Source type where the aqueous fluid is injected/withdrawn into/from the node(s) at the specified aqueous volumetric rate during the indicated time period. The rate specified in the Source Card is for a single node. Therefore, if a source is applied over several nodes, the total aqueous volumetric rate of injection/withdrawal should be divided between these nodes.

Aqueous Volumetric Density

Source type where the aqueous fluid is injected/withdrawn into/from the node(s) at the specified aqueous volumetric rate per unit volume (e.g., 1/m³) during the indicated time period. This option allows the user to have a uniform distribution of the aqueous volumetric rates over multiple source nodes with various dimensions. 

Aqueous Mass

Source type where the aqueous fluid is injected/withdrawn into/from the node(s) at the specified aqueous mass rate during the indicated time period. The rate specified in the Source Card is for a single node. Therefore, if a source is applied over several nodes, the total aqueous mass rate of injection/withdrawal should be divided between these nodes.

Aqueous Mass Density

Source type where the aqueous fluid is injected/withdrawn into/from the node(s) at the specified aqueous mass rate per unit volume (e.g., 1 m³) during the indicated time period. This option allows the user to have uniform distribution of the aqueous mass rates over multiple source nodes with various dimensions. The rate specified in the Source Card is for a single node. Therefore, if a source is applied over several nodes, the total aqueous mass density rate of injection/withdrawal should be divided between these nodes.

Solute

Source type where the solute is injected/withdrawn into/from the node(s) at the specified rate during the indicated time period. The rate specified in the Source Card is for a single node. Therefore, if a source is applied over several nodes, the total solute rate of injection/withdrawal should be divided between these nodes.

Solute Density

Source type where the solute is injected/withdrawn into/from the node(s) at the specified solute rate per unit volume (e.g., 1 m³) during the indicated time period. This option allows the user to have uniform distribution of the solute rates over multiple source nodes with various dimensions. 

Solute Inventory

Source type that spreads the inventory uniformly over the domain based on the node volume. This results in a unique input source for each node included in the region of release. Two values, the domain solute inventory and the maximum solute concentration (e.g., 1/m³), are required. Solute inventory (mass) should be specified in the assumed units for solute (e.g., Ci, pCi, gm, kg, mol, kmol).
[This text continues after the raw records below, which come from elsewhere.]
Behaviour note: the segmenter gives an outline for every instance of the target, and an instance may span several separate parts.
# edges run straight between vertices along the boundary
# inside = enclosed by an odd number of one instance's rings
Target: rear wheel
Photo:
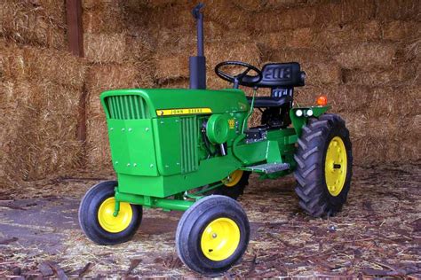
[[[215,276],[242,259],[249,238],[249,220],[240,204],[211,195],[195,203],[181,217],[177,253],[190,269]]]
[[[346,201],[353,155],[349,131],[336,114],[310,119],[294,156],[299,206],[310,215],[334,215]]]
[[[142,206],[120,203],[114,216],[115,181],[106,181],[91,187],[79,206],[79,224],[85,235],[99,245],[116,245],[129,241],[140,225]]]
[[[219,194],[237,199],[244,193],[245,187],[249,184],[250,172],[235,170],[226,178],[222,180],[223,185],[215,190],[214,194]]]

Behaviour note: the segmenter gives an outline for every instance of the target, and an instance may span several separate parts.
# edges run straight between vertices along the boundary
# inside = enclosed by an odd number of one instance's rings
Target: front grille
[[[106,98],[109,117],[115,120],[149,118],[145,99],[136,95],[113,96]]]
[[[197,121],[195,116],[181,117],[181,172],[198,168]]]

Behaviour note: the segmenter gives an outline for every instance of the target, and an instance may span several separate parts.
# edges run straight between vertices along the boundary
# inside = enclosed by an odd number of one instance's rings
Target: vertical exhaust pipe
[[[197,55],[189,58],[190,89],[206,89],[206,58],[204,57],[203,43],[203,14],[201,9],[204,7],[199,3],[192,11],[193,17],[196,19],[197,28]]]

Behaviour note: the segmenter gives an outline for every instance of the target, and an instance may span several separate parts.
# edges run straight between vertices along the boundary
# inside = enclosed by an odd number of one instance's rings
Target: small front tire
[[[177,253],[192,270],[216,276],[237,263],[247,249],[250,224],[235,200],[211,195],[195,203],[181,217]]]
[[[79,224],[84,234],[98,245],[112,245],[131,239],[142,221],[142,206],[120,203],[114,216],[115,181],[106,181],[92,186],[82,198]]]

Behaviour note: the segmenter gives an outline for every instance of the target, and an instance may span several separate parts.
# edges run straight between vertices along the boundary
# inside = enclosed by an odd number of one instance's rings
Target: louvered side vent
[[[139,120],[149,118],[147,103],[139,96],[108,97],[106,103],[111,119]]]
[[[181,172],[188,173],[198,168],[196,117],[181,118]]]

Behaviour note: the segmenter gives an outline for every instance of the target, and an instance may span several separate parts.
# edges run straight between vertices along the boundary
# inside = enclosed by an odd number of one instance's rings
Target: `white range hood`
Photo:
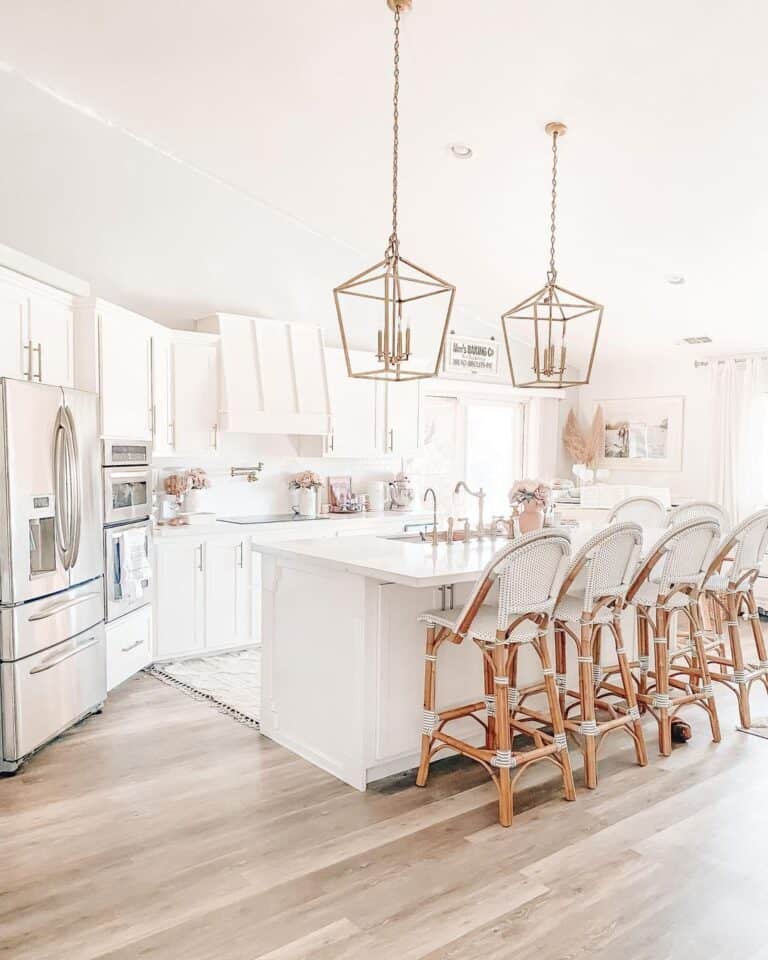
[[[330,401],[320,327],[216,313],[198,328],[221,338],[221,428],[322,436]]]

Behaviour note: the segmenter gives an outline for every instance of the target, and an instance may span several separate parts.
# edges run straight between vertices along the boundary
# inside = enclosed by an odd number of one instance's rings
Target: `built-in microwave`
[[[143,520],[152,512],[151,444],[104,440],[104,523]]]

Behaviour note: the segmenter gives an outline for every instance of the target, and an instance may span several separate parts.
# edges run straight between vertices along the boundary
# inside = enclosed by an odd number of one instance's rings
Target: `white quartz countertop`
[[[597,533],[603,525],[579,524],[566,532],[571,538],[572,552]],[[644,552],[661,536],[663,530],[643,531]],[[429,543],[388,540],[381,536],[341,537],[324,540],[275,541],[254,544],[259,553],[297,563],[310,563],[357,576],[370,577],[383,583],[407,587],[436,587],[446,583],[474,581],[491,557],[507,540],[470,540],[468,543],[446,543],[433,547]]]
[[[231,516],[231,514],[228,514]],[[163,524],[156,526],[154,537],[158,540],[175,539],[177,537],[210,536],[222,534],[227,536],[247,536],[255,539],[274,539],[290,532],[293,537],[298,534],[303,538],[328,536],[335,533],[354,533],[356,530],[365,531],[366,528],[386,527],[400,531],[407,523],[423,524],[431,522],[432,514],[422,511],[398,512],[385,510],[381,512],[367,512],[356,514],[324,514],[313,520],[284,520],[275,523],[224,523],[218,518],[211,518],[205,523],[189,523],[184,526],[170,526]]]

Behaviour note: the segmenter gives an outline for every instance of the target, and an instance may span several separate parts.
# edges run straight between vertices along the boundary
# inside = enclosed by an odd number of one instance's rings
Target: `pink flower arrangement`
[[[305,470],[303,473],[296,474],[288,484],[288,488],[290,490],[319,490],[322,485],[323,481],[319,474],[313,473],[311,470]]]
[[[192,489],[188,473],[171,473],[165,478],[165,492],[181,503]]]
[[[518,480],[509,491],[512,506],[533,503],[546,510],[552,502],[552,488],[543,480]]]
Solubility-Controlled Solute 

Source type that assumes that a solid controls the solution concentration in the aqueous phase of the constituents being released. The solute is injected into the node at a constant specified concentration (e.g., 1/m³) based on the solubility limits of a solid during the indicated time period. The total inventory mass is also specified so that the solute will only be injected until the total inventory source is depleted.
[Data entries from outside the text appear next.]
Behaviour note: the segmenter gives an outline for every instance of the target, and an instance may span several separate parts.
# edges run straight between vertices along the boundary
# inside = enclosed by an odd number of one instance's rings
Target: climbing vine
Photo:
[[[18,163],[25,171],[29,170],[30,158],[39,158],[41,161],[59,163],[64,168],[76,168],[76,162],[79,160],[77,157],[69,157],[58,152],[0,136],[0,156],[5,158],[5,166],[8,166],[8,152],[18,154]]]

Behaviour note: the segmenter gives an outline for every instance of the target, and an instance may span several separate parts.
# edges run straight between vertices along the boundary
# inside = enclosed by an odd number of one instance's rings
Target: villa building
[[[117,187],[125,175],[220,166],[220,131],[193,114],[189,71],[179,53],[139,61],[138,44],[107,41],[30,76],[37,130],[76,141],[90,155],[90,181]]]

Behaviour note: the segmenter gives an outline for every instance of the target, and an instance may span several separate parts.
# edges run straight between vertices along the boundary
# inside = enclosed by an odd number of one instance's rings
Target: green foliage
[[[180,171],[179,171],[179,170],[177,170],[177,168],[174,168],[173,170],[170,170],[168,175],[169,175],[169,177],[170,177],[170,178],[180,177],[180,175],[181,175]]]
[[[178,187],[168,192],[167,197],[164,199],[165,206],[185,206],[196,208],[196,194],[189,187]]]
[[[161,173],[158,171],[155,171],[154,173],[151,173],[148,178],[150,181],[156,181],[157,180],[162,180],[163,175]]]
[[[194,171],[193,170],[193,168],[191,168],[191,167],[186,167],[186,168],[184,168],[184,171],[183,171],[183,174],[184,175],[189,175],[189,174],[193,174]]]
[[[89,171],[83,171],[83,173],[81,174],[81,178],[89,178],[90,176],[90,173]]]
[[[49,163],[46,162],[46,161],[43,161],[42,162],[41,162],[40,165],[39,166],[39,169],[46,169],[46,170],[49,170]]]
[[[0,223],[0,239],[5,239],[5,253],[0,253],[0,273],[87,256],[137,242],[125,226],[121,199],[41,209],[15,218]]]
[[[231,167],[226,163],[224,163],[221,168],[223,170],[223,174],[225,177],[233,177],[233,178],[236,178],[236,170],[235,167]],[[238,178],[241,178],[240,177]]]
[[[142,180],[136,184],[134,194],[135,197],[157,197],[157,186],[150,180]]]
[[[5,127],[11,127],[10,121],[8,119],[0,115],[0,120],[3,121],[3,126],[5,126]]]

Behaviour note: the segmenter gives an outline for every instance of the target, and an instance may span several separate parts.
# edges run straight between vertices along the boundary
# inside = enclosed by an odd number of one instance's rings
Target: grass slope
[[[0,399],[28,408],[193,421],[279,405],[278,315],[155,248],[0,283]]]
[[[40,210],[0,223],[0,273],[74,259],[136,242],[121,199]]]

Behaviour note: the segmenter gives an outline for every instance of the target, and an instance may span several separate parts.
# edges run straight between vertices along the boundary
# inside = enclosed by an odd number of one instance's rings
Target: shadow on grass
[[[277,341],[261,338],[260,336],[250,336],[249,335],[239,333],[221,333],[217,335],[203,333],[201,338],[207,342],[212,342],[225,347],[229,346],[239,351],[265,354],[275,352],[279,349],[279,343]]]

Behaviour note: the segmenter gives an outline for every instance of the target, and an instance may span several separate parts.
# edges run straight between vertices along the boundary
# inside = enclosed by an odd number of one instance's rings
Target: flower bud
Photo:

Solubility-Controlled Salt Cake

Source type that assumes that a solid controls the solution concentration in the aqueous phase of the constituents being released. The Salt Cake release model is a variant of the Solubility-Controlled Solute release model so that the release rate is a constant rather than a variable dependent on the total mass at the source. When applied to residual tank wastes, the term “cake” applies to the sludge and hard heel residual in the tanks that compose the structural matrix. The salt cake source consists of a mathematical formulation containing a water flux, waste source thickness, and waste solid solubility term. Three values, the solubility (1/m³), the salt-cake waste volume (m³)), and the solute inventory (kg/m³) are required (Zhang et al. 2004)
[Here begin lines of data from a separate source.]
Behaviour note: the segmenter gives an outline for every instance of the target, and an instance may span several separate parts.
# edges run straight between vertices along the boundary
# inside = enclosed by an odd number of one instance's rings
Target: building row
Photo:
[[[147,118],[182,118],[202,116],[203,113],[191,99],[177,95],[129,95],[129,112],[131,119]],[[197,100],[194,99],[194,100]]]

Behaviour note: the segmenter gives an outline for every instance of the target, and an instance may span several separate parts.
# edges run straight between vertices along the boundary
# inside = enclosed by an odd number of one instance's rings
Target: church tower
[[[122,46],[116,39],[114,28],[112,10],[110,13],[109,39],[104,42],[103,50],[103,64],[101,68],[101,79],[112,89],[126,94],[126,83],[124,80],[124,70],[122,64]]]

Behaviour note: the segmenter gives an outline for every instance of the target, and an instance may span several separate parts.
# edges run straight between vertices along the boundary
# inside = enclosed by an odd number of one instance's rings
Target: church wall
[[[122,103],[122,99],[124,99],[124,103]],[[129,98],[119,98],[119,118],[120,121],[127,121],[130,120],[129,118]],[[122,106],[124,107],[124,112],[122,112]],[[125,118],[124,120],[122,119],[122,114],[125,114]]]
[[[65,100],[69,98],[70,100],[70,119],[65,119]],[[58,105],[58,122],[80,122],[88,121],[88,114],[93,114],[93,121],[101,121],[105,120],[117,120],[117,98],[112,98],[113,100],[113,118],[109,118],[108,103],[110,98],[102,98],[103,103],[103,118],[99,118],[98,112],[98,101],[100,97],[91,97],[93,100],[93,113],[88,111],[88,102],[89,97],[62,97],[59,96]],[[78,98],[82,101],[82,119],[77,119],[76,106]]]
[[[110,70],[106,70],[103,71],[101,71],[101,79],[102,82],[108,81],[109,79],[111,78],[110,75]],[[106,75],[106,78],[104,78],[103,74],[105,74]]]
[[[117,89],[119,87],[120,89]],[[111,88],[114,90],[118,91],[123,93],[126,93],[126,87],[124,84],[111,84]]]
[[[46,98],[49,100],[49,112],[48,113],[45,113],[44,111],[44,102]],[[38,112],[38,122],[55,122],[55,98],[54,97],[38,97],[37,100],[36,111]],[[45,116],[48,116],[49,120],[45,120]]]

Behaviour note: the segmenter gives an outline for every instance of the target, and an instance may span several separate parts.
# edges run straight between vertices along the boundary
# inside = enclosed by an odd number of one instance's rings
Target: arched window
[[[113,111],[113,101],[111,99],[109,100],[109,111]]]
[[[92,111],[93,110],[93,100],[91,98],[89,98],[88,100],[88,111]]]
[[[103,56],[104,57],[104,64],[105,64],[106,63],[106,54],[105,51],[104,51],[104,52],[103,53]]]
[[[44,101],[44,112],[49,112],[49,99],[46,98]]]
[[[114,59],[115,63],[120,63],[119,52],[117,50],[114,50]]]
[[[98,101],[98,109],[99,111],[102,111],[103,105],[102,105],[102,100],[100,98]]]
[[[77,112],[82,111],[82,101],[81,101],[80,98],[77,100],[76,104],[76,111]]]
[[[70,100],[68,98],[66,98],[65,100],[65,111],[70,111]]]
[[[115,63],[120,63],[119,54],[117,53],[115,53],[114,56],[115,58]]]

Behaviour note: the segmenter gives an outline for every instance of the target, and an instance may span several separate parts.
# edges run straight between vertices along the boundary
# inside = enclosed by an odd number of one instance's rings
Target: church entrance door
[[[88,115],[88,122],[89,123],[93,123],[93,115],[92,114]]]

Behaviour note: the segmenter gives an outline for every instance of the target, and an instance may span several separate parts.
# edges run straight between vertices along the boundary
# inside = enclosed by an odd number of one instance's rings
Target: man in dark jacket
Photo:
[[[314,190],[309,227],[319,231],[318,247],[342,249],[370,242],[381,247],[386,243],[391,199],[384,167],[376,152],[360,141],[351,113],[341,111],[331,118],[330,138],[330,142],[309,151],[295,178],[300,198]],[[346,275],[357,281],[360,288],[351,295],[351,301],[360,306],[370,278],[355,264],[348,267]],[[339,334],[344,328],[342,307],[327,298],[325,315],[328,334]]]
Solute Advection-Dominated

Source type that has been used to simulate the release of contaminants from stabilized (e.g., grouted tank or tank ancillary) wastes. With little or no advection through the waste container, the release can be modeled as a diffusion-limited process. Three values, the total solute inventory, the diffusion coefficient within the waste source (m²/s) and the source thickness (m) are required inputs (Zhang et al. 2005). Solute inventory (mass) should be specified in the assumed units for solute (e.g., Ci, pCi, gm, kg, mol, kmol).

Solute Variable-Diffusion Dominated

Source type that has been used to simulate the release of contaminants from stabilized (e.g., grouted tank or tank ancillary) wastes. The variable-diffusion dominated model is a variant of the Diffusion-Dominated release model so that the release considers a reduction in diffusion due to the constricted flow path caused by small pores and pore throats within the waste form as shown below. Four values, the total solute inventory, the diffusion coefficient within the waste source (m²/s), the source thickness (m) and the constrictivity factor are required inputs.

Species

Source type where the species are injected/withdrawn into/from the node(s) at the specified rate during the indicated time period. The rate specified in the Source Card is for a single node. Therefore, if a source is applied over several nodes, the total species rate of injection/withdrawal should be divided between these nodes.